Voici une petite fiction qui nous montre l’effet pervers des statistiques...

La question ici est :
Comment évaluer l’efficacité thérapeutique d’un médicament ?

Le directeur d’un laboratoire pharmaceutique était perplexe : il devait arbitrer une querelle entre son statisticien et son chimiste, inventeur d’un traitement de la sténotapie hypocondriarcale.

- “La molécule de sitodon” clamait le chimiste, “diminuera de 25 % les risques d’attraper la sténotapie.

- “A cause des fluctuations statistiques, vous aurez du mal à prouver que votre médicament a cette efficacité...” lui répondait le statisticien.

Le directeur se fit expliquer le problème par le statisticien car les fluctuations statistiques lui étaient étrangères.

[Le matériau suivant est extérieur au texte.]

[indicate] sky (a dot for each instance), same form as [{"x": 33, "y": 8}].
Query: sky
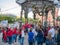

- “Pour évaluer la vérité des dires du chimiste, nous allons faire suivre pendant 10 ans le traitement au sitodon à 100 volontaires. Pendant le même temps, 100 autres personnes d’âge, d’habitudes de travail, sexuelles et télévisuelles identiques à celles du premier groupe prendront un placebo. Puis nous comparerons les résultats. En l’absence de traitement pendant ces dix ans, 10 personnes en moyenne seront atteintes de sténotapie.

- “Alors, avec le sitodon, il n’y en aura que 7 ou 8,” affirma notre chimiste, “Facile à prouver ...

Le statisticien était dubitatif.
- “Certainement pas, car le nombre 10 de personnes qui souffriront de sténotapie est un nombre moyen ; il y a des variations, les fameuses fluctuations statistiques. Je vais vous montrer pourquoi.

Oublions un instant les êtres humains et supposons que nous ayons une grande boîte avec des milliers de boules noires et de boules blanches mélangées.
Dans la boîte, il y a 10 pour cent de boules blanches et 90 pour cent de boules noires.

Maintenant, tirons des séries de 100 boules :
Dans chaque série, il y aura quelquefois 10, 11, 12 ou 13 boules blanches, quelquefois 7, 8 ou 9. Il y a même des cas où l’on tire 15 boules blanches sur cent...

Les statisticiens ont montré qu’en fait, dans 68 pour cent des tirages de 100 boules, vous obtiendrez entre 7 et 13 boules blanches ... c’est ce qu’on appelle encore une gaussienne.

Ces variations autour de la moyenne, ce sont les fluctuations statistiques.

Mais revenons à notre exemple médical.

Si, à la fin du test, 11 personnes sont atteintes de sténotapie dans le groupe qui a pris le sitodon, et 9 personnes dans le groupe placebo, vous n’aurez alors pas démontré que votre médicament est efficace !
Comme les fluctuations statistiques autour de la moyenne diminuent avec le nombre d’individus testés, il faudrait traiter 1000 personnes pendant 10 ans, et non pas 100, pour être à peu près sûr de la validité des résultats.

En effet, avec 1000 personnes les fluctuations autour de la moyenne sont divisées par 3 et là vous pourrez distinguer une réduction de 25 % des fluctuations statistiques. "

- “Mais cela va coûter trop cher” gémit le directeur, “Il est bien difficile de s’assurer de l’efficacité d’un médicament !

- “Imaginez maintenant que votre chimiste ait trouvé un médicament qui guérisse le cancer dans 5% seulement des cas, poursuivit le statisticien. Ce médicament aurait un formidable impact sur la santé publique, mais il faudrait tester son efficacité sur des dizaines de milliers de gens...

Le chimiste était déprimé ...
Le directeur, lui, accablé ...
Le statisticien, réaliste !

Aussi quand vous prendrez votre prochain médicament, cher lecteur, demandez-vous si ce n’est pas un placebo statistique !

P.-S.

Inspiré d’une vieille lecture dans Pour la Science.